In February, as he was on the congressional delegation with Sen. Kaine, Cornyn praised US support for Honduras’ much-maligned law enforcement system—one Frank described as being beset by “spectacular corruption.” Kaine, a former volunteer with a Jesuit-run technical school in Honduras during the 1980’s, was much more muted in his commentary about the government in Tegucigalpa.

While he didn’t address Cornyn’s migration claim directly, AFL-CIO leader and panel witness Richard Trumka pushed back on the idea that a place like Honduras—not currently a party to the TPP—should be a close trading partner. He lamented the fact that his organization has been “repeatedly” told by US Trade Representative officials, “their general counsel and their assistant USTR for labor” that violence against labor organizers is not set to be addressed in any free trade agreements.

“When people say this is a higher standard yet, talking about labor, you’ll have to excuse me if I’m unmoved or unsatisfied when they tell us directly, without any equivocation, that violence and the murder of trade unionists for exercising their rights is not a violation of these agreements,” Trumka remarked. He noted that 105 labor organizers have been murdered in Colombia since the South American nation and the US negotiated closer economic ties in recent decades.

Amid last summer’s child migrant influx, the AFL-CIO published a report detailing an “increasing climate of repression” against union leaders in Honduras. Agricultural organizers there, for example, told the American union that “one of their union’s leaders, Jésus Maria Martinez, was forced to flee the country after receiving threats against his life.”

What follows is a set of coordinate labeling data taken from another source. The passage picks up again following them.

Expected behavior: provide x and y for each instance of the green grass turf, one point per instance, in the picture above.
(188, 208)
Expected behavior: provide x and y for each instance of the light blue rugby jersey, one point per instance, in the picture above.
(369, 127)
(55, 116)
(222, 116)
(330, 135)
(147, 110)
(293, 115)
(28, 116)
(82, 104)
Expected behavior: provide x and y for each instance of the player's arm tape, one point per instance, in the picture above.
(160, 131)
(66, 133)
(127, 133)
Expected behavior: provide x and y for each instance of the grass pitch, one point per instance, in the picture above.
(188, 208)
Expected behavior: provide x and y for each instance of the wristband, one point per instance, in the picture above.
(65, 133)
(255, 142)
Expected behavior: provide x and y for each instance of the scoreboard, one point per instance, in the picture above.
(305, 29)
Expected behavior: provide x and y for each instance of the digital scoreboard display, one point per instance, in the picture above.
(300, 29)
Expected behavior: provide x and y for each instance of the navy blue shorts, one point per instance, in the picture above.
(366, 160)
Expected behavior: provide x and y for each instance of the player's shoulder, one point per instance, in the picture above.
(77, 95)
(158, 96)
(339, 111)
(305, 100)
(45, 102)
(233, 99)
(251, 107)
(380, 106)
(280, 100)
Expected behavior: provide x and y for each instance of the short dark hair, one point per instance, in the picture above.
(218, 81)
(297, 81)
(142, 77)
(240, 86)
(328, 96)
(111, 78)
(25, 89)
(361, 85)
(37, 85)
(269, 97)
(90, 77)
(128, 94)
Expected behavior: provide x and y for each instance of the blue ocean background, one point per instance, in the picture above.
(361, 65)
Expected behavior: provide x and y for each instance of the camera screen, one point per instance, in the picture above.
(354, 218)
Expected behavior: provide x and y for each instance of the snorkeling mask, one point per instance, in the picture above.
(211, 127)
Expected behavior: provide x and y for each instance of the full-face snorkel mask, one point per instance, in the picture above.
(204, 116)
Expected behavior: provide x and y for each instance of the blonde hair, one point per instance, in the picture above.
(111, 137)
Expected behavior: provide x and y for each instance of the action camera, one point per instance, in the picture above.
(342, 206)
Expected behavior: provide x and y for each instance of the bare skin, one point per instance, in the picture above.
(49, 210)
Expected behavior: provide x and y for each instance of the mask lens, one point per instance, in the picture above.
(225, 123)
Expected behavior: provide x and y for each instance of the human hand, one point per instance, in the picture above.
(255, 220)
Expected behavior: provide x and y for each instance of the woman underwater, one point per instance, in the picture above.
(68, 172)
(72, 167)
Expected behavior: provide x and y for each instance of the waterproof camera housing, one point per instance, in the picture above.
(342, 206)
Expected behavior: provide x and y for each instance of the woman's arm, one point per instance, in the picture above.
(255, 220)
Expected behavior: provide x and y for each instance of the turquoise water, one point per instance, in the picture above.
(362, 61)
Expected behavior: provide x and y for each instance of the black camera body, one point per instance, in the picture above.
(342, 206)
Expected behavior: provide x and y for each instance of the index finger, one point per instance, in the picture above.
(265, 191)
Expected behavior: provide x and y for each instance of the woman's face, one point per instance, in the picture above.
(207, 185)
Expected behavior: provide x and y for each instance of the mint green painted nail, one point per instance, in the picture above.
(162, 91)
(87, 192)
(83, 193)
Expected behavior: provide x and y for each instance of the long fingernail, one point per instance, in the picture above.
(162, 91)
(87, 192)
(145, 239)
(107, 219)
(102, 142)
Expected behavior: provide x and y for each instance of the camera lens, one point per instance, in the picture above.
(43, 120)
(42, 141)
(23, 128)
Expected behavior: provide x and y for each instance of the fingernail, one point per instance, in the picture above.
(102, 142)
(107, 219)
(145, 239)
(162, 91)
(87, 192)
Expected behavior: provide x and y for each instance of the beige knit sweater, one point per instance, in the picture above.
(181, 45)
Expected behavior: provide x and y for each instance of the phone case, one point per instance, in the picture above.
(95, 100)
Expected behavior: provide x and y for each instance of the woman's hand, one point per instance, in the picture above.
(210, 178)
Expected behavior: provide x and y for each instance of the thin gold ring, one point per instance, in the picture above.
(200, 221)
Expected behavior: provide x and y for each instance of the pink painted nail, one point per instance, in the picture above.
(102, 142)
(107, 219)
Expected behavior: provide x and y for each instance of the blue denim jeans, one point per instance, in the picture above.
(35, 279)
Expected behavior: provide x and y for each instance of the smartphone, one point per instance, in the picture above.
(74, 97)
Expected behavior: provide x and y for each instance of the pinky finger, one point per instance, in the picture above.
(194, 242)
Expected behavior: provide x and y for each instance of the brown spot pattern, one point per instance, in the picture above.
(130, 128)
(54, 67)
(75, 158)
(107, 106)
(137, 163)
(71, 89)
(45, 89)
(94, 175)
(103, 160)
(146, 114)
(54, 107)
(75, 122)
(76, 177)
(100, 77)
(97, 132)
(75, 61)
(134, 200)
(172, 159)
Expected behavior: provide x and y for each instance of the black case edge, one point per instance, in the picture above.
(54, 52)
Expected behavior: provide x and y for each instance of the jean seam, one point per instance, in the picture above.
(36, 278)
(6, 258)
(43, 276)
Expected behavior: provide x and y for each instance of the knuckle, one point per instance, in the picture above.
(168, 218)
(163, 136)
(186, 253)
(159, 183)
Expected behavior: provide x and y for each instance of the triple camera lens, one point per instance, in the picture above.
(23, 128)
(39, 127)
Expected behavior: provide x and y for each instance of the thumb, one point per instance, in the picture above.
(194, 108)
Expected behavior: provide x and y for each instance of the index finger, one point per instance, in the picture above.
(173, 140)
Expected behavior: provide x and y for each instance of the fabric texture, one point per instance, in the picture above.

Highlighting how the issue is relevant to the TPP, the ranking member of the House Committee on Ways and Means Sandy Levin (D-Mich.) on Tuesday issued a press release highlighting a Vietnamese labor leader’s call to cease talks over concerns about Hanoi’s union-busting police state.

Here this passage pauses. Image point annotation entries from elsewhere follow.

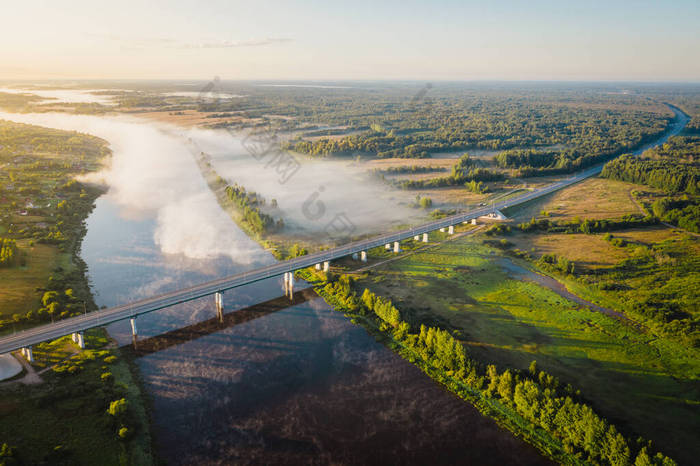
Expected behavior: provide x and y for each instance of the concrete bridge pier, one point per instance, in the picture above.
(28, 354)
(290, 285)
(219, 301)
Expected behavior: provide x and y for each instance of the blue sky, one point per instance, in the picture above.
(322, 40)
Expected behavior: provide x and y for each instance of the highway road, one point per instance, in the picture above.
(114, 314)
(104, 317)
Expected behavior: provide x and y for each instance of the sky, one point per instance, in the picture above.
(330, 40)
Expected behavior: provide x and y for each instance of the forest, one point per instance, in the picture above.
(41, 204)
(248, 202)
(673, 168)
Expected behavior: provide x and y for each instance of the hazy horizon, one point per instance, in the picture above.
(326, 41)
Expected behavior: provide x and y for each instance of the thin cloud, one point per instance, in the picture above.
(226, 44)
(144, 42)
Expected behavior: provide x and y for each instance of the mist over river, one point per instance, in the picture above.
(271, 384)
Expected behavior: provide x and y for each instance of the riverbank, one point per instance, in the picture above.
(531, 403)
(61, 415)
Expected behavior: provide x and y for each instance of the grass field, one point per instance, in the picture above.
(644, 384)
(18, 293)
(63, 420)
(594, 198)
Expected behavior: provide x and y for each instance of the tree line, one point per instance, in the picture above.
(534, 395)
(249, 202)
(8, 252)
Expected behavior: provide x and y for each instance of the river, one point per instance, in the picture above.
(272, 384)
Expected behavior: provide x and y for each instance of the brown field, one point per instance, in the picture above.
(595, 198)
(591, 251)
(188, 118)
(18, 292)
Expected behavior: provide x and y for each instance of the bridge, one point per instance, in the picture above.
(77, 325)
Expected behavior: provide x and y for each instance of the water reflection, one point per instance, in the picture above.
(305, 386)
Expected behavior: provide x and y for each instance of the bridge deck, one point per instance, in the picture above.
(114, 314)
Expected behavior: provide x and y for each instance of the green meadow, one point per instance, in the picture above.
(645, 384)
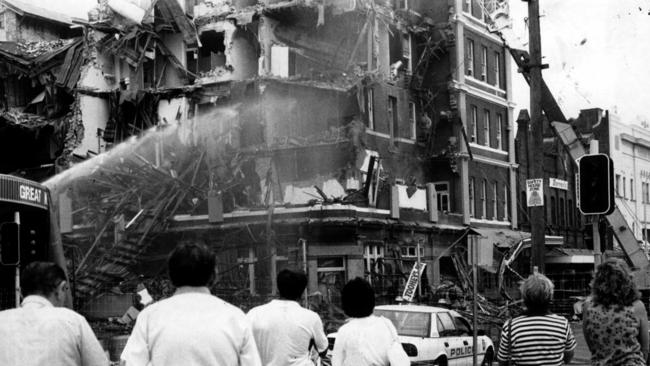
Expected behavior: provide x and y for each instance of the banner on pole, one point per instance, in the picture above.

“Do Thi Minh Hanh, who recently spent four years in prison for distributing leaflets to factory workers, has urged that the Trans-Pacific Partnership not be concluded until Vietnam guarantees and promotes worker rights,” Levin’s office noted.

While many parties to the TPP already have free trade agreements with the United States, Vietnam does not.

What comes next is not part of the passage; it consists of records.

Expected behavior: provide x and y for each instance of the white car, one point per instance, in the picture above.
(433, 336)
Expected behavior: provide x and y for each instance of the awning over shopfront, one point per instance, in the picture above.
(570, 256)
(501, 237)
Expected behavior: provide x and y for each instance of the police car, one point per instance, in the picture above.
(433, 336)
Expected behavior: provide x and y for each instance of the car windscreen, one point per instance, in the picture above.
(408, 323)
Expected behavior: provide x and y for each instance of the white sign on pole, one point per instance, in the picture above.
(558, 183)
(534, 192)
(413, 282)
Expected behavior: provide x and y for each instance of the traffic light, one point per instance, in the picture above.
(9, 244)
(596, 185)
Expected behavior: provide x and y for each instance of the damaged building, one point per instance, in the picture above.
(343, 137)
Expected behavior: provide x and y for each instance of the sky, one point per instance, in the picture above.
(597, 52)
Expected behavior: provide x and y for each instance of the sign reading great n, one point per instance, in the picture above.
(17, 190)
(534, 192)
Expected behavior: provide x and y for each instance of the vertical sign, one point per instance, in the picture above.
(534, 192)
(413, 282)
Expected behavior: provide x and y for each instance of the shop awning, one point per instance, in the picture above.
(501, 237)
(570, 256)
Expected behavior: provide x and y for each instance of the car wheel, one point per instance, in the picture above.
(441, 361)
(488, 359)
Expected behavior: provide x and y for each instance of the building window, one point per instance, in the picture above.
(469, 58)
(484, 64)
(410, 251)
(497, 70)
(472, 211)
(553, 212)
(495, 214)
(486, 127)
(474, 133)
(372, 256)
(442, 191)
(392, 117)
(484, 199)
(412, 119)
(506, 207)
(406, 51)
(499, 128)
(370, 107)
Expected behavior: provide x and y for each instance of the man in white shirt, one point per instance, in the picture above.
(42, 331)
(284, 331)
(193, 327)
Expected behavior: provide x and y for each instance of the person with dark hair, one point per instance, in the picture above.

On Wednesday, the Senate Finance Committee will be voting on Trade Promotion Authority in a procedure that will be characterized by a bevy of amendments from the left, according to remarks made at the committee by member Sherrod Brown (D-Ohio).

When asked by Brown what kind of changes to trade policy he would like to see, Trumka rolled out a wish-list that included the AFL-CIO’s draft chapters on labor, currency, investor-state dispute settlement mechanisms, environmental rules, and procurement. Many of these ideas, he said, the union has proposed to the USTR over the past five years, as TPP has been hashed out, with very little response from the Obama administration.

Brown replied that his experience with the administration’s top trade negotiator–offering policy ideas on points such as currency manipulation labor standard enforcements–dovetailed.

“When they do meet with me, it’s not to exchange ideas or rethink how we do things, it’s to tell me why I’m wrong, that my concerns are not valid,” the incredulous senator said. “The administration has taken this approach that you are either with us or against us on trade,” he added, alluding to George W. Bush’s now-infamously bombastic War on Terror declaration.

In wrapping up the hearing, Hatch praised ranking member, Sen. Ron Wyden (D-Ore.) for his work in hammering out a bipartisan agreement. He predicted, however, that it would not pass unanimously.